Performance Under Pressure







  
Examining the role that hydraulic fracturing plays in delivering America’s energy potential.

Nearly 30 years removed from George Mitchell’s first attempt to shake loose tiny, tightly packed pockets of natural gas from a sleepy quartz and calcite formation known as the Barnett in north-central Texas, the shale gas revolution, as it’s commonly called today, has officially gone global.

In the U.S., shale “plays” with names like the Marcellus, Haynesville, Fayetteville and Woodford are now operating under projections that presage the development of quadrillions of cubic feet of natural gas.

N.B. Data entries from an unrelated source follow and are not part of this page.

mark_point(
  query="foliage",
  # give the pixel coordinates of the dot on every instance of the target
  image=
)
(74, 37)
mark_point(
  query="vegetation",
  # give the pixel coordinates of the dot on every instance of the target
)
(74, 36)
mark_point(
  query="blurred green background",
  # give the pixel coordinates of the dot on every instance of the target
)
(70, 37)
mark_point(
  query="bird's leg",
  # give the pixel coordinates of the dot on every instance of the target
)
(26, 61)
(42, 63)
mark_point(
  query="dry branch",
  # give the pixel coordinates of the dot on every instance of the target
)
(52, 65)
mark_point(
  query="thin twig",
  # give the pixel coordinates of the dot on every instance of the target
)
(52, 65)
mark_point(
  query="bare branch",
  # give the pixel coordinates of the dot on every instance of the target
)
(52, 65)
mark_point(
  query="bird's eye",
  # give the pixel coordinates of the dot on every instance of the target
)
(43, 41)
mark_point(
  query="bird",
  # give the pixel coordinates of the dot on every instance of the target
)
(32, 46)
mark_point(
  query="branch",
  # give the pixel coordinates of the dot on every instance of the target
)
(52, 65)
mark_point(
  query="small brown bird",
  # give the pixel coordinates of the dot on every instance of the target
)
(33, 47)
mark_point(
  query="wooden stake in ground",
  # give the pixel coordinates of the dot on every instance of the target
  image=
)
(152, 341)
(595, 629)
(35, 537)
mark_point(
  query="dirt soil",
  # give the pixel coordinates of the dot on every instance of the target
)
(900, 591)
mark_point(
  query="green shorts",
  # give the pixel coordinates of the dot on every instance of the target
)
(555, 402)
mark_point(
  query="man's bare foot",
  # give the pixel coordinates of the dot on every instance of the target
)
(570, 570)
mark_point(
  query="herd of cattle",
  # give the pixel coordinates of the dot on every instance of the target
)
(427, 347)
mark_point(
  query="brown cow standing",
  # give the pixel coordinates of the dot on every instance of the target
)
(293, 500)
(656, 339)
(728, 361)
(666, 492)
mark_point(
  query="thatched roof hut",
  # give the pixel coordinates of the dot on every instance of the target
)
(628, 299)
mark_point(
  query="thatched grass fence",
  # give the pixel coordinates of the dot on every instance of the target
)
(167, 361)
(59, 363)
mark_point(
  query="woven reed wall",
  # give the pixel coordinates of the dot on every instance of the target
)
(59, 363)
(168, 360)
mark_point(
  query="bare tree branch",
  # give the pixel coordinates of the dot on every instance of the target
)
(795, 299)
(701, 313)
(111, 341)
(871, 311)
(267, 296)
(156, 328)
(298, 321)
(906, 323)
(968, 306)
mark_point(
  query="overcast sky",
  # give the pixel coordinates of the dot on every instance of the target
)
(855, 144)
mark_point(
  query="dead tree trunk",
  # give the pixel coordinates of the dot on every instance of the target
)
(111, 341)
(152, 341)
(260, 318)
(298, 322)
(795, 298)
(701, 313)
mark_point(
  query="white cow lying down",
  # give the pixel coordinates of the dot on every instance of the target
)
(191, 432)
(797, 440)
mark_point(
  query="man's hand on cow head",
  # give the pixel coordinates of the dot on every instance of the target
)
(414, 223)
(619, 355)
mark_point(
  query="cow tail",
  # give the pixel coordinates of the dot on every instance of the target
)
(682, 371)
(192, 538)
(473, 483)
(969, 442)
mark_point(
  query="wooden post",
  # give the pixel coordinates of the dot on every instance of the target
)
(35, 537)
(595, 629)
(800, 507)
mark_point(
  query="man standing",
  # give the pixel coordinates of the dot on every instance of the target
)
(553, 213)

In Europe, the first-ever shale well was fractured in Poland earlier this year, with analysts there predicting an eventual payoff of more than 40 trillion cubic feet. There is also lots of shale in Sweden, South Africa and Australia. In Canada, estimates suggest there is enough shale gas in Québec to meet the province’s demand for the next 200 years.
Closer to home, the promise and potential of converting clean-burning energy resources into jobs, revenue and opportunity at an otherwise difficult time for the American economy has spurred a good deal of excitement—and with it, a good deal of scrutiny and attention. At the center is a 60-year-old, post-drilling, well-stimulation technology known as hydraulic fracturing—a practice that has been used more than 1.1 million times since its advent in the late 1940s.

However, it is a technology that has become the focal point in what has become a nationwide debate over the direction of America’s energy future.

Facturing Basics

Fundamentally, the fracturing process involves the delivery of pressurized water and sand to a target formation thousands of feet below the surface, with the water acting both as a means of creating tiny fissures in the underlying rock and as a mechanism to deliver the sand to the stratum. That sand, in turn, acts as a “propping” agent keeping those fractures open so that diffused pockets of natural gas can make their way to the wellbore.

Quite often, small percentages of common, commercially-sourced chemicals are added to the fracturing mix to control the growth of bacteria and aid the water in getting down the well. These materials typically comprise less than one percent of the total fracturing fluid, but somewhere along the way, they have become the focus of about 99 percent of the current debate.